Gérard Depardieu, figure emblématique du cinéma français, se retrouve à nouveau au cœur de l’actualité judiciaire en raison d’accusations graves de viols et d’agressions sexuelles formulées par la comédienne Charlotte Arnould. Cette affaire, qui pourrait avoir des conséquences significatives sur sa carrière, a pris un tournant majeur avec l’ordonnance du 28 août 2025, qui a décidé de son renvoi devant la cour criminelle départementale de Paris. Pour contrer ces accusations, l’acteur mise sur une stratégie défensive reposant sur l’analyse de vidéos et de messages échangés avec la plaignante.

EN BREF

  • Gérard Depardieu est accusé de viols et d’agressions sexuelles par Charlotte Arnould.
  • Sa défense repose sur des preuves numériques et des témoignages pour contester les accusations.
  • La décision de la chambre de l’instruction le 17 septembre 2026 pourrait changer le cours de l’affaire.

La prochaine audience, prévue pour le 17 septembre 2026, est cruciale. La défense de Gérard Depardieu concentre ses efforts sur des éléments matériels, notamment des vidéos de surveillance issues de l’hôtel particulier où les faits sont supposés s’être déroulés en août 2018. Selon les avocats de l’acteur, ces images, enregistrées les 7 et 13 août, montrent des interactions physiques, dont un baiser prolongé de 43 secondes, sans aucune réaction d’opposition de la part de Charlotte Arnould.

Parallèlement, la défense s’appuie sur des témoignages, y compris celui d’une femme de ménage qui a affirmé avoir vu la plaignante comme étant « la petite amie de M. Depardieu ». Un SMS envoyé par Charlotte Arnould le 19 août 2018, soit six jours après les faits allégués, est également au cœur de la stratégie. Dans ce message, elle évoque un projet de travail avec l’acteur et termine par des salutations amicales.

Me David-Olivier Kaminski, l’avocat de Gérard Depardieu, adopte une approche en trois volets : contester la notion de contrainte, remettre en question la matérialité des faits et miner la crédibilité de la plaignante. Il souligne que les circonstances de l’affaire sont « particulièrement inhabituelles » pour ce type d’infraction, généralement commise dans un cadre intime. Pour renforcer leur position, les avocats demandent également une expertise psychiatrique de Charlotte Arnould afin d’évaluer sa propension à l’affabulation, prenant en compte une plainte précédente qu’elle avait déposée en 2020 contre un autre acteur, classée sans suite.

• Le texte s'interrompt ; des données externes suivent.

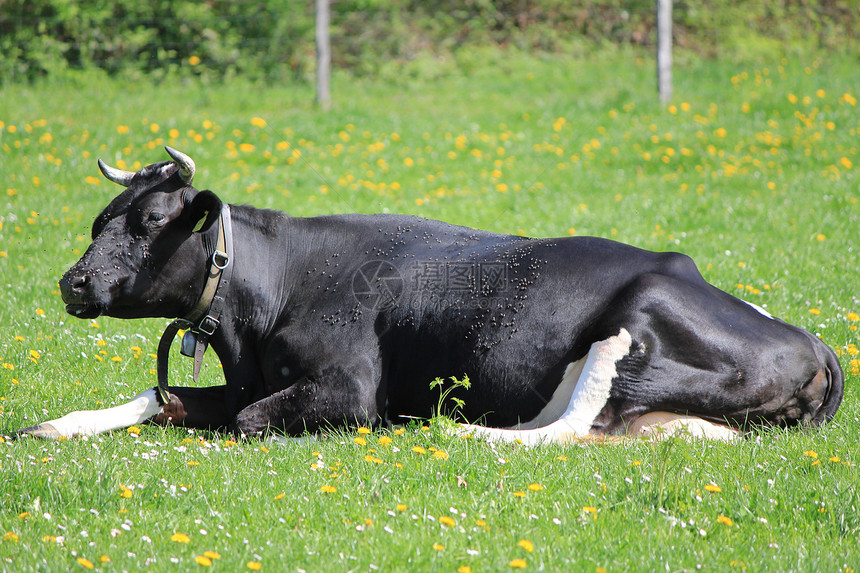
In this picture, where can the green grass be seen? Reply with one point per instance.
(760, 187)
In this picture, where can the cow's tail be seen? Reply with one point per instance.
(836, 383)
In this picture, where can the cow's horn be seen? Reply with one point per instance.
(116, 175)
(185, 163)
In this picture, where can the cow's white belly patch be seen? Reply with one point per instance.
(585, 386)
(91, 422)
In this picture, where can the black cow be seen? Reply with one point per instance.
(344, 320)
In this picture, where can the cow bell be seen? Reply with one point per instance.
(189, 344)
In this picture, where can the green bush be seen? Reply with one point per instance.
(275, 38)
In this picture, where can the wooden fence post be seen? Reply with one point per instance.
(664, 49)
(323, 20)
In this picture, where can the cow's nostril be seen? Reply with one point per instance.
(78, 284)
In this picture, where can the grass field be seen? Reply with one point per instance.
(752, 170)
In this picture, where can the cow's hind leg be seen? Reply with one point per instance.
(589, 397)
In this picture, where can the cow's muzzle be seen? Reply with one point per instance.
(76, 290)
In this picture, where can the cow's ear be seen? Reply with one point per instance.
(203, 211)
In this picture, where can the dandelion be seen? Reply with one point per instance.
(727, 521)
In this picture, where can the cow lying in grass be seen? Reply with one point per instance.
(345, 320)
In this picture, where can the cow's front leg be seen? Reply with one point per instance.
(201, 408)
(90, 422)
(311, 403)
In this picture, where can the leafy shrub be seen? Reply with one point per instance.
(275, 38)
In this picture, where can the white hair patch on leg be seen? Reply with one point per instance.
(91, 422)
(660, 425)
(593, 386)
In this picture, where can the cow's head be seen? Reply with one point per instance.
(149, 251)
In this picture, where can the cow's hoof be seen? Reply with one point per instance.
(46, 431)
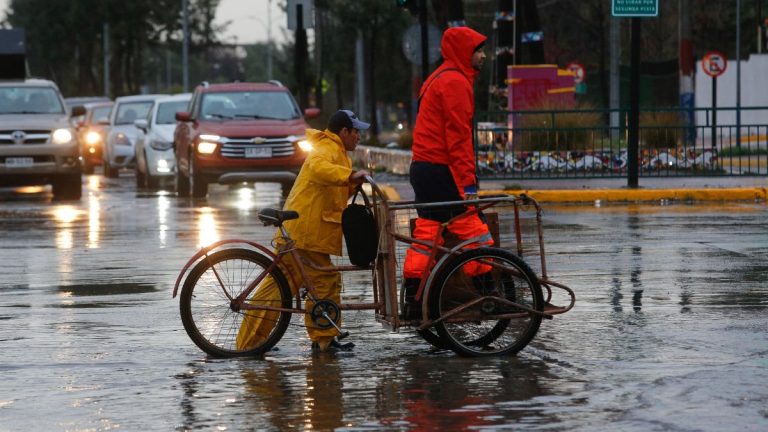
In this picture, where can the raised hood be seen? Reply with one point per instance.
(252, 128)
(33, 121)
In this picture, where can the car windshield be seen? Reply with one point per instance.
(127, 112)
(256, 105)
(30, 100)
(101, 113)
(166, 111)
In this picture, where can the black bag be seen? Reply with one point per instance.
(360, 231)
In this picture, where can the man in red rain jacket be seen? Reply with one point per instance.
(443, 164)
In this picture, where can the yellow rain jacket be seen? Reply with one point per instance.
(320, 194)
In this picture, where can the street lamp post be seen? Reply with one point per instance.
(269, 40)
(185, 47)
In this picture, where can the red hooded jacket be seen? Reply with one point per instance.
(443, 132)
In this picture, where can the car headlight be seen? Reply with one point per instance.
(213, 138)
(160, 145)
(92, 138)
(305, 145)
(206, 147)
(122, 139)
(61, 136)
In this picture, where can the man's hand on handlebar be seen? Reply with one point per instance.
(358, 177)
(470, 192)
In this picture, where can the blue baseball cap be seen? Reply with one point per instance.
(346, 119)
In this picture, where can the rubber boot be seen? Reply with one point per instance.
(412, 308)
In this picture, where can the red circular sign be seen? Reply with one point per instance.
(578, 71)
(714, 63)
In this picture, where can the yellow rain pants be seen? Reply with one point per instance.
(257, 325)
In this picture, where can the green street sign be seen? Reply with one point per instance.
(635, 8)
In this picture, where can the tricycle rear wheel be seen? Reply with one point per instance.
(475, 313)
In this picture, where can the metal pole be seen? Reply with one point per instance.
(424, 40)
(615, 95)
(106, 59)
(269, 40)
(185, 46)
(738, 73)
(634, 106)
(714, 113)
(360, 72)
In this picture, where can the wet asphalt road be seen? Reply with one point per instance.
(670, 331)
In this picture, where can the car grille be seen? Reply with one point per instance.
(8, 137)
(235, 147)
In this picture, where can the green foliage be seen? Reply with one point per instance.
(660, 129)
(555, 130)
(65, 39)
(742, 151)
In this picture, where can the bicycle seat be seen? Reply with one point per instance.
(276, 217)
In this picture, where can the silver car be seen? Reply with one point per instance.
(155, 159)
(38, 146)
(119, 148)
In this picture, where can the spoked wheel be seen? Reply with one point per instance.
(211, 321)
(481, 315)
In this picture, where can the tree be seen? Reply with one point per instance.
(64, 39)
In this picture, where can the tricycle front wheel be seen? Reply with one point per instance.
(206, 304)
(485, 302)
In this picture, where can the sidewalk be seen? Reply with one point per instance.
(614, 189)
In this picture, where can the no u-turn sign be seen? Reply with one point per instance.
(714, 63)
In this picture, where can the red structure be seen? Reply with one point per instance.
(540, 87)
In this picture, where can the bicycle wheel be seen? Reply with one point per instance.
(209, 319)
(477, 317)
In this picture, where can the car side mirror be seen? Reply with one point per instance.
(142, 124)
(78, 111)
(311, 112)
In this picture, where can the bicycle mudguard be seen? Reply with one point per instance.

Gérard Depardieu maintient, quant à lui, qu’il croyait avoir obtenu un consentement explicite. Lors des auditions, il a déclaré avoir ressenti « une curiosité et une entente » de la part de la comédienne, affirmant qu’il était convaincu de son consentement au moment des faits.

Cette affaire, loin de se limiter à la célébrité de l’accusé, illustre les défis que pose la justice dans les affaires d’agression sexuelle. La chambre de l’instruction doit décider de maintenir ou d’infirmer l’ordonnance de renvoi. Un non-lieu signifierait la fin de cette affaire sans procès public, tandis que maintenir la décision entraînerait Gérard Depardieu devant la cour criminelle pour être jugé.

Les débats juridiques sont également influencés par des concepts tels que l’ascendant naturel et la « contrainte morale résultant d’un état de sidération », notions retenues par le juge d’instruction. Charlotte Arnould, alors âgée de 22 ans lors des faits, a témoigné avoir été « tétanisée » face à l’acteur qu’elle décrit comme charismatique. Bien qu’elle n’ait pas exprimé d’opposition, elle a évoqué un état de sidération. L’expertise médicale n’a pas permis de confirmer ni d’infirmer la pénétration digitale.

Les rebondissements de cette affaire, marquée par des plaintes initialement classées et une relance par constitution de partie civile, soulignent la complexité des procédures judiciaires. Chaque nouvel élément est scruté de près par la défense, qui cherche à affaiblir le dossier. La chambre de l’instruction demeure l’entité décisionnelle cruciale, déterminant si Gérard Depardieu fera face à un procès pénal ou si cette affaire retentissante sera classée sans suite.